Il Regno dei cieli infine è
come quella “rete” gettata in mare per la pesca. Tutti noi, un giorno, saremo
chiamati a tirarla fuori per dimostrare ciò che abbiamo “raccolto” nel corso
dell’intera nostra vita: a quel punto non servirà più appellarsi a scuse di
mare “troppo calmo” o “troppo tempestoso”: quello che abbiamo fatto, è fatto.

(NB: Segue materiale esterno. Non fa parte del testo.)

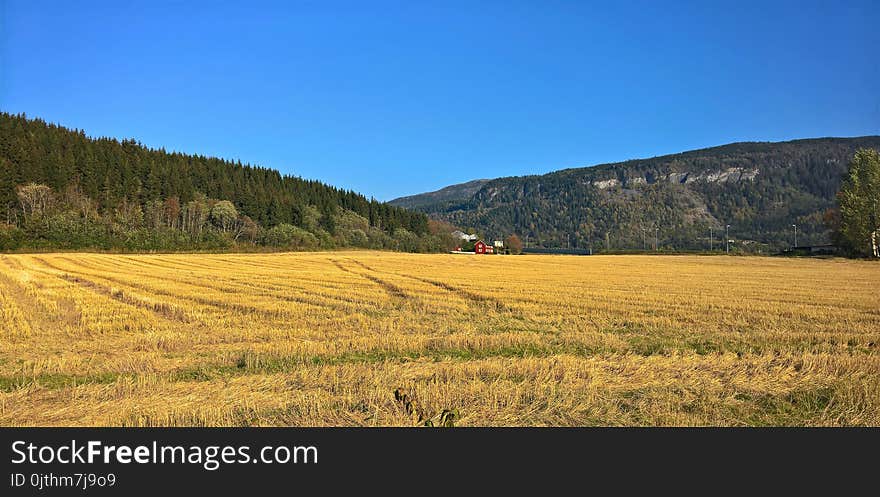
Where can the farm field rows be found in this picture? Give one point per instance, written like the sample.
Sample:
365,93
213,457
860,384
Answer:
326,339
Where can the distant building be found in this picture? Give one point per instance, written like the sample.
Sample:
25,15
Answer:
813,250
463,236
481,248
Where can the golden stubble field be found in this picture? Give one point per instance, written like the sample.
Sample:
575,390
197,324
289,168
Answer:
339,338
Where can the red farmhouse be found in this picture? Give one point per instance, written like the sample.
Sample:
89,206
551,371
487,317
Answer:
481,248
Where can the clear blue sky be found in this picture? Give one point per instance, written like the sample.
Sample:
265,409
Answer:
394,98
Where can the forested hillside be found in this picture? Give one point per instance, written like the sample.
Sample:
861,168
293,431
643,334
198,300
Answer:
62,188
759,189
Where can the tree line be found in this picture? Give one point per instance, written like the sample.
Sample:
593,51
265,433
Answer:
62,189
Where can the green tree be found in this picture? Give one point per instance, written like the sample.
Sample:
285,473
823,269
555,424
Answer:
513,244
224,214
859,200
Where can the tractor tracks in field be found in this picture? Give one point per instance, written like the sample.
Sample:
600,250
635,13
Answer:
394,291
484,302
40,315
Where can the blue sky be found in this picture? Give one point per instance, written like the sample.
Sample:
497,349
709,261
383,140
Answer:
395,98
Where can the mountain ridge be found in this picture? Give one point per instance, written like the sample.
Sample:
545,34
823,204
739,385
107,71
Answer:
761,187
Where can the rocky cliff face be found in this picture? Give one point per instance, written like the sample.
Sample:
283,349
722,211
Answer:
760,188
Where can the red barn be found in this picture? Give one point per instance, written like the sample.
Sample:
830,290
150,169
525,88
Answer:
481,248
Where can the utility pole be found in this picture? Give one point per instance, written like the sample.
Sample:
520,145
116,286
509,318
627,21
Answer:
727,239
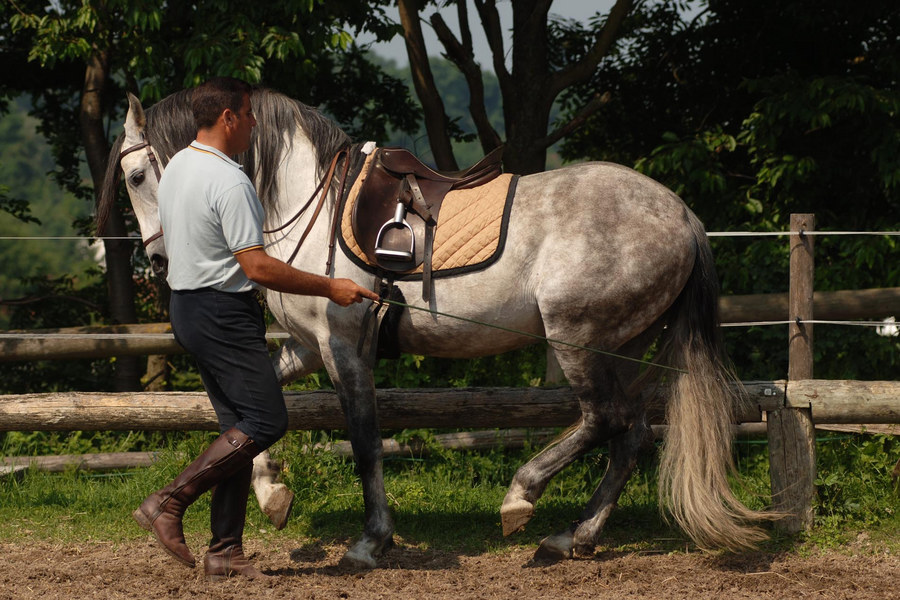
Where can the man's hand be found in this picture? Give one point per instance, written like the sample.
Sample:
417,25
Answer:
346,292
280,277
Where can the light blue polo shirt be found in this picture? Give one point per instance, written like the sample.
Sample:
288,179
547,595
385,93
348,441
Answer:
209,211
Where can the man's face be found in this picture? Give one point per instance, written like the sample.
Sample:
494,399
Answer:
244,124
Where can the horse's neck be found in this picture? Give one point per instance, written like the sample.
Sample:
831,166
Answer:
298,175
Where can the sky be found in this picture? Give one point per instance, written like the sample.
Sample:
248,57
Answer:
581,10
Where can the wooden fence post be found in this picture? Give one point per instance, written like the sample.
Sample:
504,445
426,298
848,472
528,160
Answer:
792,452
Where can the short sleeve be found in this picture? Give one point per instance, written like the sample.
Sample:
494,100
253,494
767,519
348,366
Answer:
241,216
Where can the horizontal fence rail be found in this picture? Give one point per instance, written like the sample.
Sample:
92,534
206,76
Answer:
830,402
157,338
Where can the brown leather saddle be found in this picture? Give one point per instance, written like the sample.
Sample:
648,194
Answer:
399,204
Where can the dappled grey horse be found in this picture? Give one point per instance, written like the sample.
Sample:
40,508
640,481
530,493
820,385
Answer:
595,254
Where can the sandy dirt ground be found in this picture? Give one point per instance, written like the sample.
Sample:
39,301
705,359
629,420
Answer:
42,570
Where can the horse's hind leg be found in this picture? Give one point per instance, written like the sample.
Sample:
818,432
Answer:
584,534
609,412
605,413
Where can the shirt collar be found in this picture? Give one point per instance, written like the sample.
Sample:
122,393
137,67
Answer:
215,151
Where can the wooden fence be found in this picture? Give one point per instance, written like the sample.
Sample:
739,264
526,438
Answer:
791,408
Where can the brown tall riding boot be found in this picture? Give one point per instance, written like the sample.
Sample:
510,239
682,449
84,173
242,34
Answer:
161,512
227,515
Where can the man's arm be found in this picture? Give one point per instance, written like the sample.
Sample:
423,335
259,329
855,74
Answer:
279,276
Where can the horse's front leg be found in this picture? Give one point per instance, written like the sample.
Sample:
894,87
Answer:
291,361
355,385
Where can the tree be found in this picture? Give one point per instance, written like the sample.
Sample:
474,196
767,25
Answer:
77,57
752,111
543,66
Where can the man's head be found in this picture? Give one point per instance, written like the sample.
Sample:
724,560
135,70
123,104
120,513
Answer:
222,109
212,97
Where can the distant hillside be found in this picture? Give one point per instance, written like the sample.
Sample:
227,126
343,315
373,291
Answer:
25,160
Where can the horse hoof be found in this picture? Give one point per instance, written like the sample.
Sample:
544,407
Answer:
357,561
514,515
278,507
555,548
362,555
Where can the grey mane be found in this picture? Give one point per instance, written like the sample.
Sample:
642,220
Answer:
278,115
170,127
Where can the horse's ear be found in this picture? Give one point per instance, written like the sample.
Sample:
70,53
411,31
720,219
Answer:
135,121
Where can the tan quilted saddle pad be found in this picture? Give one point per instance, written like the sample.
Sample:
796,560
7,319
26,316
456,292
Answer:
470,232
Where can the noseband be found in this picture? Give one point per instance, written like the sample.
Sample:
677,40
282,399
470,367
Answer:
156,170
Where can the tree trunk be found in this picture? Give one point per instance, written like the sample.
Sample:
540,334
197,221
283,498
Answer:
118,252
436,121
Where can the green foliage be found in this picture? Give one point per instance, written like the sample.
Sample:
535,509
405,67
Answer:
854,482
727,104
450,499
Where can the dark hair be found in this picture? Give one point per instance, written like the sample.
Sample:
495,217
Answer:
213,96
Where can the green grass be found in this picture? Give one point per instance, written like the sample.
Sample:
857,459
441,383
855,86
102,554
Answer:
449,500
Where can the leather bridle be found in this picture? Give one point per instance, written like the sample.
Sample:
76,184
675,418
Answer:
155,164
324,186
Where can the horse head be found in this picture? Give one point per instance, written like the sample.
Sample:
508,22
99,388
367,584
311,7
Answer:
142,172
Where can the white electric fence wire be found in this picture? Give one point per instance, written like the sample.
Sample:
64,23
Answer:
708,233
117,336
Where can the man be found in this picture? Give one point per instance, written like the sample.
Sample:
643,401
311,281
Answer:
212,219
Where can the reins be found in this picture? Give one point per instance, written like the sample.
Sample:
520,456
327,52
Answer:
324,186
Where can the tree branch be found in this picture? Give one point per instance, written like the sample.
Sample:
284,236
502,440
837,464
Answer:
463,56
577,121
584,68
490,21
436,120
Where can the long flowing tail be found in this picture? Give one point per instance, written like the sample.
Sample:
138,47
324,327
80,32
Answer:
696,455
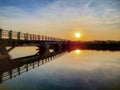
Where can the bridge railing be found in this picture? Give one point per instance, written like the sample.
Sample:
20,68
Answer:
5,34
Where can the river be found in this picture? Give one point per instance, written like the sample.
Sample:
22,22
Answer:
75,70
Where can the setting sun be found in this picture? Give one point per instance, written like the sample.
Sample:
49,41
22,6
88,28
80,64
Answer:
77,51
77,35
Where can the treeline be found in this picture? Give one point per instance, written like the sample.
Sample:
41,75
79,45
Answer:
95,45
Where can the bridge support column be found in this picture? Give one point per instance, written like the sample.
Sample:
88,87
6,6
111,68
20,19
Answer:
3,50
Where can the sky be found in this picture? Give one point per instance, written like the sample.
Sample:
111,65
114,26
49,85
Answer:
94,19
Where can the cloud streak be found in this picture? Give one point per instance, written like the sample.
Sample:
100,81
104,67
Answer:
88,16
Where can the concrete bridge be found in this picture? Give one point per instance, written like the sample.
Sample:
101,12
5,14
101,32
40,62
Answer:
14,39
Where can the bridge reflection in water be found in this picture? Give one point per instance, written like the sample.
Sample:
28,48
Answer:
10,68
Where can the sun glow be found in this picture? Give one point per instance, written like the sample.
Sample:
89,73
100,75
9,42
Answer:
77,35
77,51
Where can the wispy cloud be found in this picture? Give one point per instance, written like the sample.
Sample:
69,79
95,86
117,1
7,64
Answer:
60,15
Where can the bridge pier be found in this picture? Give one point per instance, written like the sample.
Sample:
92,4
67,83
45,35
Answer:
3,50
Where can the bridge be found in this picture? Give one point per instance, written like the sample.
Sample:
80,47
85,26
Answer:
9,38
10,68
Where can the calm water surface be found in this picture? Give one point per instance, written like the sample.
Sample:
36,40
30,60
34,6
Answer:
77,70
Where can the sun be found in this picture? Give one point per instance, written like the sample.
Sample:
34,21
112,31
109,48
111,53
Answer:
77,51
77,35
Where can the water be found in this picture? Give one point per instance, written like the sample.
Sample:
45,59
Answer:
77,70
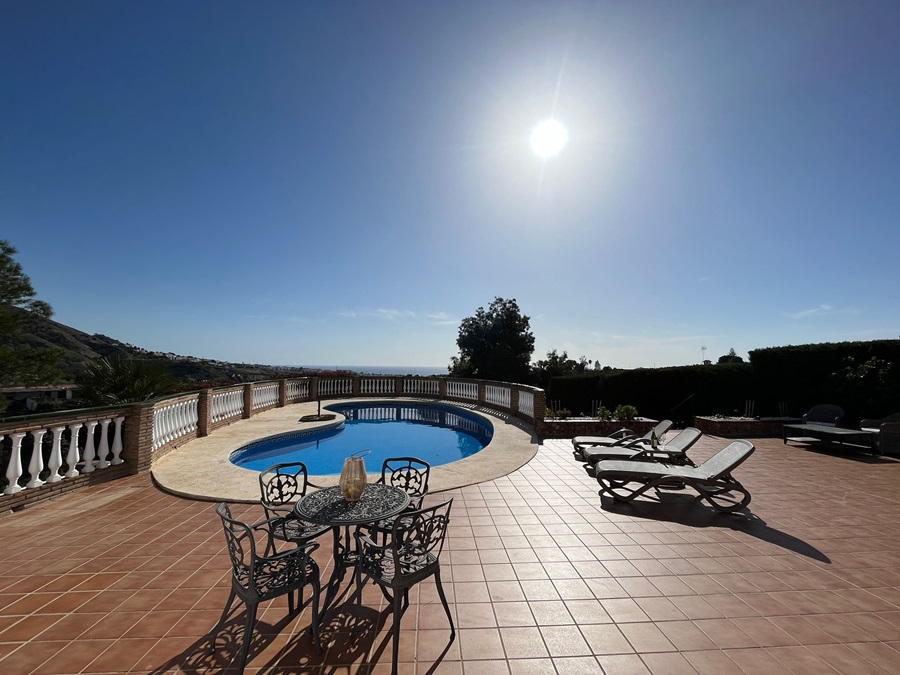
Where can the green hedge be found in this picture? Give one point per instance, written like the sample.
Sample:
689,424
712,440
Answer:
861,377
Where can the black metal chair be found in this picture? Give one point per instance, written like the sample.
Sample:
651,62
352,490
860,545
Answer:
410,474
279,487
411,554
256,578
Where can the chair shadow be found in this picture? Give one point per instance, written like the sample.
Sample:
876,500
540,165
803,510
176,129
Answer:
852,454
687,509
349,632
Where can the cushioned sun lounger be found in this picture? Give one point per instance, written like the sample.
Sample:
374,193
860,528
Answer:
673,452
712,479
620,437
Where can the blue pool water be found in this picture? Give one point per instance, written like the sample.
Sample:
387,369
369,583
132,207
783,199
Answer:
438,434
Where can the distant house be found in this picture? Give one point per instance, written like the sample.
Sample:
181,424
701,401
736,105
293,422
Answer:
31,397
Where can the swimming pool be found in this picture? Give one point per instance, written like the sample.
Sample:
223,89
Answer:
436,433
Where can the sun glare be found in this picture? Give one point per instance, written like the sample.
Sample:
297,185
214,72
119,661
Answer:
548,138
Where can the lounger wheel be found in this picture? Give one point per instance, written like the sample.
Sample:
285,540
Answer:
725,498
617,489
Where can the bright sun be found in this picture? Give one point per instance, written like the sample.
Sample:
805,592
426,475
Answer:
548,138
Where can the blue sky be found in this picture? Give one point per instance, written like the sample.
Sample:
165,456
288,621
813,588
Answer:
343,183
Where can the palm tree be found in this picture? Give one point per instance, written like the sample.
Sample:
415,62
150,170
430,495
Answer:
119,380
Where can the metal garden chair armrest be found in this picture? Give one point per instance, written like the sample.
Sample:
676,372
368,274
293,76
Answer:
302,551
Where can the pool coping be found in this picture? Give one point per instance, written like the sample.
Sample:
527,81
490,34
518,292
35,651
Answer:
513,445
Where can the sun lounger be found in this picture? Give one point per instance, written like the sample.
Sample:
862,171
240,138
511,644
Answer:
712,479
620,437
673,452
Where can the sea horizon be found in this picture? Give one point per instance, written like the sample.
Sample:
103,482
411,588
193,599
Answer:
384,370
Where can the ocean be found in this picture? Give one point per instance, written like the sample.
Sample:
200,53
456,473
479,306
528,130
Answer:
385,370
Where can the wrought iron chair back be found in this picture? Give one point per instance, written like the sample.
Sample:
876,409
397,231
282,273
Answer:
410,474
283,484
416,542
279,487
256,578
410,555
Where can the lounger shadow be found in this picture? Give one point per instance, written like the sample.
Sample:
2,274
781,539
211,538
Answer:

Quello che conta allora è soltanto l’effettiva qualità del nostro “pescato”: le
iniziative positive, le buone azioni, gli atti d’amore che hanno valorizzato la
nostra vita. Se nella nostra rete non abbiamo di queste risorse, se cioè in
vita non ci siamo preoccupati di mettere dei paletti, non abbiamo saputo
controllare il nostro egoismo, il nostro orgoglio, non abbiamo saputo accettare
e superare le prove dolorose, esprimere i nostri sentimenti di carità, se non
abbiamo creato punti di forza, di ancoraggio, a salvaguardia della nostra fede,
non avremo bisogno di condanne, perché capiremo immediatamente da soli il
nostro fallimento, e saremo noi stessi che ci consegneremo agli angeli,
incaricati di allontanarci dall’Amore eterno. Inutile qualunque recriminazione:
dovevamo pensarci prima! Dovevamo “costruire” prima la nostra salvezza, perché
il tempo dell’azione è la vita, è l’oggi, è ora: Il nostro benessere futuro, la
nostra salvezza, il nostro entrare a far parte del Regno di Dio, dipende solo
dall’impegno, dalla costanza, dal sacrificio, dall’amore, che mettiamo nella
nostra “pesca” attuale; il suo risultato “miracoloso” dipende quindi da noi,
dalle nostre scelte di vita: “a chi ha, sarà dato e sarà nell'abbondanza; e
a chi non ha, sarà tolto anche quello che ha”. Non c’è alternativa: se ci
presenteremo con “pesce avariato”, se nulla di buono uscirà dalla nostra
“rete”, finiremo gettati “nella fornace ardente, dove sarà pianto e stridore
di denti”.
Non servono corsi di teologia
per capire il significato profondo di queste parole. Non le dico io, è Gesù che
le dice: e per evitare che qualcuno le equivochi o le traduca in maniera più
“buonista”, come tanto volentieri si fa oggi, Gesù chiede di proposito ai suoi
discepoli: “Avete compreso tutte queste cose?». Ed essi, umili e
convinti, gli rispondono: “Sì”; hanno capito e per loro tutto è chiaro:
ma noi, cristiani di oggi, abbiamo veramente capito bene? Amen.